Japanse bedrijven besteden speciale aandacht aan buitenlandse werknemers dat zij geen moslims zijn. En elke moslim die probeert zich te vestigen, heeft de ervaring dat het huren van een appartement erg moeilijk is. Waar een moslim woont, worden de buren onrustig, volgens de waarneming. Japan verbiedt de oprichting van islamitische organisaties en instellingen. Evenzo is de bouw van moskeeën en islamitische scholen bijna onmogelijk. Het feit dat er slechts één imam is in heel Tokio illustreert wat tot nu toe is beschreven.
Excuses niet nodig
Het meest interessante in Japan, vervolgde Kedar, was dat de Japanners zich niet verontschuldigden voor hun negatieve manieren van omgaan met de islam. Ze maakten eerder een duidelijk onderscheid tussen hun economische interesse in olie- en gasbronnen uit moslimlanden en het Japanse nationalistische standpunt, dat de islam ziet als iets dat geen deel uitmaakt van Japan. De afwijzing door Japan van de islam en moslims doordringt ook elk niveau van de bevolking.
In tegenstelling tot andere landen zijn er in Japan geen mensenrechtenorganisaties die zich tot taak hebben gesteld moslimclaims af te dwingen tegen de wil van het volk en tegen de positie van de regering. In Japan gleed niemand illegaal moslims het land in om een paar yen te verdienen. Evenzo is er een gebrek aan links politiek potentieel, dat zich – net als in Europa – bijna militair versterkt voor permanente verblijfsvergunningen of burgerschappen om een multiculturele samenleving te vormen door een moslimleger van miljoenen.
We kennen het weer beter: immigratie is de oplossing!
“Japan leert de hele wereld een interessante les: er is een directe correlatie tussen nationaal erfgoed en toestemming om binnen te komen: een volk met een solide en duidelijk nationaal erfgoed en een identiteit laat de werklozen van de wereld niet overweldigen zijn.

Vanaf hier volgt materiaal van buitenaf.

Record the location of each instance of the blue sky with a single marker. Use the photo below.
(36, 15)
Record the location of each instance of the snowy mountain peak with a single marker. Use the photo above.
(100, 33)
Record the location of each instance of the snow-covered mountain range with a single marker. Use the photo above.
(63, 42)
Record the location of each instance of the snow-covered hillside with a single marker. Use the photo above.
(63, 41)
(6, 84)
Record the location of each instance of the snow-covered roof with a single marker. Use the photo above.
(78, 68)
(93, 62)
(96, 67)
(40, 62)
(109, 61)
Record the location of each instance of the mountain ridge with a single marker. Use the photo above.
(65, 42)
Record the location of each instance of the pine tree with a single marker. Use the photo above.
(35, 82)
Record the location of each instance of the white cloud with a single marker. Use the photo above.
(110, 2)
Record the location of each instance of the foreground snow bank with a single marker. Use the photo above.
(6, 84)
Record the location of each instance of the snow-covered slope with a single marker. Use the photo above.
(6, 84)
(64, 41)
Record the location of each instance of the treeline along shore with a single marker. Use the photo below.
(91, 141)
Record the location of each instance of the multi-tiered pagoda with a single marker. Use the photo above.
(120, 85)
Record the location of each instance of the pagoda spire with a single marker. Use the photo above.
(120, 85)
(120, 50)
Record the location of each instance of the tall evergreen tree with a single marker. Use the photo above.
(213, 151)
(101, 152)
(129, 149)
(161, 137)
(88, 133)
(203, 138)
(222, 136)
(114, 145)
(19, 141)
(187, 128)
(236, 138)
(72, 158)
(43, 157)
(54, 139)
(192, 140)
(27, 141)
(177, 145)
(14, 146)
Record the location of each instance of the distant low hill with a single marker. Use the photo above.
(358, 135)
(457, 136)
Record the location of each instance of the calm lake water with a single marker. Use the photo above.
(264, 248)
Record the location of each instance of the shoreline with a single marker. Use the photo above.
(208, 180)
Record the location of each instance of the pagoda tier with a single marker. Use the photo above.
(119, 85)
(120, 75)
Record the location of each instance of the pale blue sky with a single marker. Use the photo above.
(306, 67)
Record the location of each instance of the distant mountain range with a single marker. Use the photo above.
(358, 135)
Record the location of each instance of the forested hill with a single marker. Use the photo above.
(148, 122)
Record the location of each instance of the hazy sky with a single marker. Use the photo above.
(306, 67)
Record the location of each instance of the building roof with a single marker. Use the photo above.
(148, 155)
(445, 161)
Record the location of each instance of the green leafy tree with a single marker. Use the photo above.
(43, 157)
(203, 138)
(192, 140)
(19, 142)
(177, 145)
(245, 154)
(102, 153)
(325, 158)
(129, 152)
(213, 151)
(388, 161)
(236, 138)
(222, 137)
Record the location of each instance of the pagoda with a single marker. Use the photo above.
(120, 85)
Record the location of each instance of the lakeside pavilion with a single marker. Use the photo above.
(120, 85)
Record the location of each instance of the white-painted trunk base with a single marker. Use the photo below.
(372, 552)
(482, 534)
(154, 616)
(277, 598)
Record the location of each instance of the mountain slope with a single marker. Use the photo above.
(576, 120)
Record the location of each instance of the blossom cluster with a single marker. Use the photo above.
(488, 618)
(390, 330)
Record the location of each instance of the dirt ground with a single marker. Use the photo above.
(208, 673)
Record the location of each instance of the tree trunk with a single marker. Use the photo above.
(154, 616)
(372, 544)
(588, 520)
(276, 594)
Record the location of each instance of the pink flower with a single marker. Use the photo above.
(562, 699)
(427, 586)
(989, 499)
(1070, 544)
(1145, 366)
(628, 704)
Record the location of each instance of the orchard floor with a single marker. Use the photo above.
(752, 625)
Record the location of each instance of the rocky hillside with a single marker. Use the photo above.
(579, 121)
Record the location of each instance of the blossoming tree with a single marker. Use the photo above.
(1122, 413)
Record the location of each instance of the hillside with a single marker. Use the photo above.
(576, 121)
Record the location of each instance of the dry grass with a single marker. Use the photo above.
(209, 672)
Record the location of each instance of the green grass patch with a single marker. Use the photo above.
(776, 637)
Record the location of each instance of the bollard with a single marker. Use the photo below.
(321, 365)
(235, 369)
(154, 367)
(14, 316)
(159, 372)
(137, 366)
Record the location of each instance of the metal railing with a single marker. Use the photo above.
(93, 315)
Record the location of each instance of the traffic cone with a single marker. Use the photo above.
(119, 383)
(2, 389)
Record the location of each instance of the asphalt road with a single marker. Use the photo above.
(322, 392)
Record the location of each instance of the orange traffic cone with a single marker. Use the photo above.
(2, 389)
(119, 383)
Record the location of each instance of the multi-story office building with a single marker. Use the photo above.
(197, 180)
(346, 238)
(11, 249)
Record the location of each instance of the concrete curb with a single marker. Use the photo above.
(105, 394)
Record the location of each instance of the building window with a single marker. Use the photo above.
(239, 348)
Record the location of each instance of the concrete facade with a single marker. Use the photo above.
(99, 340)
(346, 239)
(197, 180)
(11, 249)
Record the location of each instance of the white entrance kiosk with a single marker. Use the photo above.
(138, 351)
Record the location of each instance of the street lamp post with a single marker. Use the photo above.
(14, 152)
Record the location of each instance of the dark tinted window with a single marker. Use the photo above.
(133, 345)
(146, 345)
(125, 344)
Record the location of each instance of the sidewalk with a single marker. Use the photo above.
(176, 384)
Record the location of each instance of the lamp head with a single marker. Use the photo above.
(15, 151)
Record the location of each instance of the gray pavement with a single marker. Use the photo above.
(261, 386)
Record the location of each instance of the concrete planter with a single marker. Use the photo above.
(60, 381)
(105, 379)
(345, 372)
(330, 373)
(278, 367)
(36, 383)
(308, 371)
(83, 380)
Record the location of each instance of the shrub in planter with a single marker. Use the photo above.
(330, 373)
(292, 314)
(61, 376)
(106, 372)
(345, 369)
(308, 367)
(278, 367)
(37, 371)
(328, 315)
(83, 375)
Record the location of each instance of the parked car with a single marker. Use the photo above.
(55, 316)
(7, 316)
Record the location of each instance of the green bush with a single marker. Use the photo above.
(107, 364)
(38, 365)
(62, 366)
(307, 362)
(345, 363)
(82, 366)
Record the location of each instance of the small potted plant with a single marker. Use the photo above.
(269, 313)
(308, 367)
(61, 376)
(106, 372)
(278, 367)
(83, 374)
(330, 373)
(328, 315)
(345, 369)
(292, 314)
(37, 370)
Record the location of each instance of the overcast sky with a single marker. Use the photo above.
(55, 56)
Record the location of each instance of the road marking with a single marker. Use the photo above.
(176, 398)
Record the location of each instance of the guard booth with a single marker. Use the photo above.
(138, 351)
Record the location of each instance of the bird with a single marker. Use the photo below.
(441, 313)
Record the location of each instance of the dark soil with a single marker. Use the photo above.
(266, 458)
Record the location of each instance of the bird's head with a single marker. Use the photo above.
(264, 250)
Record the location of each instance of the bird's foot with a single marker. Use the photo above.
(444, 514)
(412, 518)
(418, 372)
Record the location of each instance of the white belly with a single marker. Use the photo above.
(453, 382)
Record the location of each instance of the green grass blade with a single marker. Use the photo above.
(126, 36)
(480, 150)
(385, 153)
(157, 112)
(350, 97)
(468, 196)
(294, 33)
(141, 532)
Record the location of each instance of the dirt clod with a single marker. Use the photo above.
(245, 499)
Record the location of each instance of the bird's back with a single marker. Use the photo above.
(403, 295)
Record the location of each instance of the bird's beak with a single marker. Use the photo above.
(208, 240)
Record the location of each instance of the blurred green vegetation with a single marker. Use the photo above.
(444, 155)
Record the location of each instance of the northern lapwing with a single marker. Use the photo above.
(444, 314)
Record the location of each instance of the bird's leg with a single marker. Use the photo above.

En mensen wier cultureel erfgoed en nationale identiteit zwak en kwetsbaar zijn, hebben geen afweermechanismen om te voorkomen dat een buitenlandse cultuur hun land en hun leven binnendringt, “concludeert de Israëlische geleerde.
Duitsland en de EU lijkt echter – vooral onder de regering van Angela Merkel – opnieuw beter te weten en gelooft dat het zal moeten omgaan met het immigratieprobleem van grotendeels niet-moslims. Een fout, zoals de afgelopen maanden is gebleken.